Pongamos a guisa de primer ejemplo uno muy inocente: el musical Wicked, que nunca quise ver en escena. Mis argumentos en contra –el trabajo de su autor, Stephen Schwartz, me parece pedestre tanto en sus anteriores Godspell y Pippin como en sus canciones para películas de Disney; su estética hipercolorida rayana en lo psicodélico me desagrada– tenían validez para ahorrármelo pero no para hacer su condena pública reiterada. Me percaté de ello cuando, horrorizado por el prejuicio devenido mame contra Emilia Pérez, me obligué a ver la versión fílmica de Wicked para no incurrir en el mismo vicio: sigue sin ser el tipo de cosa que me gusta pero no cabe decir que sea una mala película, ya sólo porque funciona –divierte, conmueve, descentra, interpela– en sus propios términos. Verla fue uno de los tres episodios recientes que me han hecho llevado a reconcebir el culto a los prejuicios afectación no sólo infantil sino lesiva.
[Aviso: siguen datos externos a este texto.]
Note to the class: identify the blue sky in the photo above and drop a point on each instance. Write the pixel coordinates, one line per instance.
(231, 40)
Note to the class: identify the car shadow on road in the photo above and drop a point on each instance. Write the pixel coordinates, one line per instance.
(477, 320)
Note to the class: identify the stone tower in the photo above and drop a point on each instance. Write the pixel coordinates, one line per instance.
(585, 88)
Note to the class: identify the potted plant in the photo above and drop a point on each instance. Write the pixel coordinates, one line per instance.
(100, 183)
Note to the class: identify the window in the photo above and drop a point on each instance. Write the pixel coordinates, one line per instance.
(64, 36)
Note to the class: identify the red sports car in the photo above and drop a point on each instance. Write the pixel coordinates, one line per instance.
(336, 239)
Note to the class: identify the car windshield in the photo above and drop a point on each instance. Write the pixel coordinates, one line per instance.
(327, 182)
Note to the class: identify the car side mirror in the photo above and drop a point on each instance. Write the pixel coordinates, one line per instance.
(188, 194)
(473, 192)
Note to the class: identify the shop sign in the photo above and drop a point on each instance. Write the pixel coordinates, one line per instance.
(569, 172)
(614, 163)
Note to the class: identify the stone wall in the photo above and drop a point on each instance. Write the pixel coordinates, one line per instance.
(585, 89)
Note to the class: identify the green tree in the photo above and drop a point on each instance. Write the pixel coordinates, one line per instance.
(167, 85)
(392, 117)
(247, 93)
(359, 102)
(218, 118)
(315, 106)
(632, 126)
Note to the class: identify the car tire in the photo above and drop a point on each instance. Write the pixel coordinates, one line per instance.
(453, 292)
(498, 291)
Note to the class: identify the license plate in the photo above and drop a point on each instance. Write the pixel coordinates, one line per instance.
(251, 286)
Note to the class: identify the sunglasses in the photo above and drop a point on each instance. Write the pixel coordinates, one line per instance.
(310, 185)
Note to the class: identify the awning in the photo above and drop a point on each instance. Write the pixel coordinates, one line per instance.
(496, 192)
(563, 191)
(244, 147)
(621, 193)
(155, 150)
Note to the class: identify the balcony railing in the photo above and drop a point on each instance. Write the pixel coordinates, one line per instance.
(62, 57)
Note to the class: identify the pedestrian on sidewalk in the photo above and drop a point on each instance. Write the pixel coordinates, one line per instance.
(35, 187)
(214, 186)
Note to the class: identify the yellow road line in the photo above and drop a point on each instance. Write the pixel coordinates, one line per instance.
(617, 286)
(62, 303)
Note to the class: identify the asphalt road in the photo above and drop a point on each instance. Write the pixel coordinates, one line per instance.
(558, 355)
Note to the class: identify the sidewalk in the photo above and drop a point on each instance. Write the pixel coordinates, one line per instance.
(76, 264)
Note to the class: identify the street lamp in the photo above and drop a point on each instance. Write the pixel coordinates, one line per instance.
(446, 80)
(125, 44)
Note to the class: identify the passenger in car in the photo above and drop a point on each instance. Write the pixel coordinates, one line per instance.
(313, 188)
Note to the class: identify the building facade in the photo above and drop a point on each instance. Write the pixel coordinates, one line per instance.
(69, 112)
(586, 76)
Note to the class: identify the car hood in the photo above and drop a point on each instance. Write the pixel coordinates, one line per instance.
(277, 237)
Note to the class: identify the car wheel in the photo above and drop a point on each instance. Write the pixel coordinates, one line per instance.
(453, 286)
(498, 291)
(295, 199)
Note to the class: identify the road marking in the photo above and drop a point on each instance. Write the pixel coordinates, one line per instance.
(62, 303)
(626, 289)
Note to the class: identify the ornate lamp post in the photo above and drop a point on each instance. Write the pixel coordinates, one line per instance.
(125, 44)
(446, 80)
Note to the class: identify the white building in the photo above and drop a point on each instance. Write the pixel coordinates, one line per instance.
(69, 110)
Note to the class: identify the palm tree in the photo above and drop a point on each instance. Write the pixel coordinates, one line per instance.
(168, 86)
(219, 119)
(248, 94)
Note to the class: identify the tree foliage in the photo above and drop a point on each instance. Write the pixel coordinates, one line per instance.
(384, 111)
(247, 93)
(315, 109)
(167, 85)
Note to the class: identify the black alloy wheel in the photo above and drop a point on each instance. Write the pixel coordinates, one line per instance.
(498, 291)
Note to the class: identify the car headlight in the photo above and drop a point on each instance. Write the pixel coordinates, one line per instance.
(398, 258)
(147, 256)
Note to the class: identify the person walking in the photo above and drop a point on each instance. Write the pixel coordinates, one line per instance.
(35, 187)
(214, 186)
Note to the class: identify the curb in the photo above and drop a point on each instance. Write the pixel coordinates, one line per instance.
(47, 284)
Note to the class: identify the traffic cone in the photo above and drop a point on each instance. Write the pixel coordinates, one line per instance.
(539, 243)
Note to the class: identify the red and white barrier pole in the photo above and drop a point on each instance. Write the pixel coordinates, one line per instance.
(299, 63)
Más importante –y en sentido contrario– fue mi lectura no de (otra vez) Emilia Pérez sino del comportamiento público de sus principales voceros. Sostengo que la película me parece muy buena y sus actuaciones extraordinarias, en especial la de Karla Sofía Gascón. Ello, sin embargo, no hace a su director Jacques Audiard menos torpe vocero de su propio trabajo ni a Gascón –cuya faz pública ha pasado de arrogante e imprudente a estridente y de plano racista– simpática o siquiera digerible. Si tengo la honradez intelectual de sostener mi opinión favorable a la cinta debo extenderla a la manifestación de mi azoro –véase repudio– a las declaraciones de su equipo creativo.
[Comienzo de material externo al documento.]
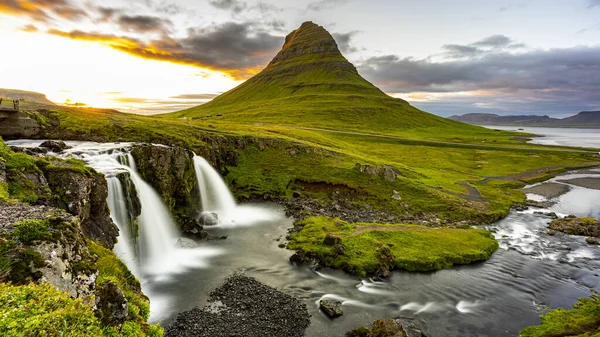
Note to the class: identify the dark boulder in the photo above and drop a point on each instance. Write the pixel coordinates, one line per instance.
(55, 146)
(208, 219)
(111, 304)
(331, 239)
(331, 308)
(84, 195)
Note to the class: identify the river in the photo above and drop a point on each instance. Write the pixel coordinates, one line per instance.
(497, 297)
(558, 136)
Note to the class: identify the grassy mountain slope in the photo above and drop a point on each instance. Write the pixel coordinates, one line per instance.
(310, 83)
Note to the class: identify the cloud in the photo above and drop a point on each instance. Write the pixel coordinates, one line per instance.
(142, 23)
(234, 48)
(30, 28)
(481, 47)
(325, 4)
(343, 42)
(235, 6)
(107, 13)
(195, 96)
(535, 80)
(42, 10)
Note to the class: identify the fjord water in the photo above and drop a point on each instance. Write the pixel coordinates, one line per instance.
(494, 298)
(558, 136)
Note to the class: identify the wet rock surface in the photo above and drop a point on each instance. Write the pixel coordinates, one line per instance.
(387, 328)
(577, 226)
(84, 195)
(54, 146)
(242, 306)
(387, 172)
(170, 171)
(332, 309)
(13, 213)
(111, 304)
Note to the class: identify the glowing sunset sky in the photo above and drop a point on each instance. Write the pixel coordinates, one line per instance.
(446, 57)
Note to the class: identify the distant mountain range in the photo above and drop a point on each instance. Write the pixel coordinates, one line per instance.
(27, 96)
(584, 119)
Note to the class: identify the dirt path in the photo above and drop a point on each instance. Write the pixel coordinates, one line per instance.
(436, 142)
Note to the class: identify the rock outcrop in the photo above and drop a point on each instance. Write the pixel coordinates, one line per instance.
(242, 306)
(387, 172)
(111, 304)
(387, 328)
(577, 226)
(52, 250)
(331, 308)
(170, 170)
(83, 193)
(18, 125)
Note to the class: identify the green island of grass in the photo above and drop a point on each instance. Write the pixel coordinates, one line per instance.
(363, 249)
(583, 320)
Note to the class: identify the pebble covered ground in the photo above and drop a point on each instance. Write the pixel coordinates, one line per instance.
(243, 307)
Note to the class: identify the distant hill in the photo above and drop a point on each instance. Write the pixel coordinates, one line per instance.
(27, 96)
(309, 83)
(584, 119)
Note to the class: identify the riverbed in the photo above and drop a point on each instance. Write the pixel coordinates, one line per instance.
(498, 297)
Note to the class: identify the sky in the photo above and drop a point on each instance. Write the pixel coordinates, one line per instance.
(446, 57)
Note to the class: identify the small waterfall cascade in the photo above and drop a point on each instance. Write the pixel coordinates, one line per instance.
(214, 193)
(157, 227)
(119, 214)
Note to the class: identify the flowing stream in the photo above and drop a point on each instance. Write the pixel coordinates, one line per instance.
(498, 297)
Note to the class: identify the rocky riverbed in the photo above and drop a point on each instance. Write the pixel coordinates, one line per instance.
(242, 306)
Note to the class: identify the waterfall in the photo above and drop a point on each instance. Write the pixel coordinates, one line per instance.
(214, 194)
(157, 228)
(119, 214)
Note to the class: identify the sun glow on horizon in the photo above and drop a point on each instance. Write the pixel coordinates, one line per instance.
(70, 71)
Lo que me lleva a un fenómeno asaz más importante que las películas musicales nominadas al Oscar este año, y del que todos somos espectadores: la reacción del gobierno mexicano a la amenaza del presidente Trump. No voté por la presidenta, nunca lo haría por su partido, no soy admirador de su canciller. Pero lo cierto es que, en una situación límite, Claudia Sheinbaum negoció bien: ganó un mes providencial a cambio de lo que al cierre de esta columna parece todavía poco más que un automonitoreo de la frontera y un avión observándonos desde fuera de nuestro espacio aéreo.
Es un buen logro. Quienes queramos conservar autoridad moral para cuestionar lo que no hace bien deberemos reconocer sus aciertos.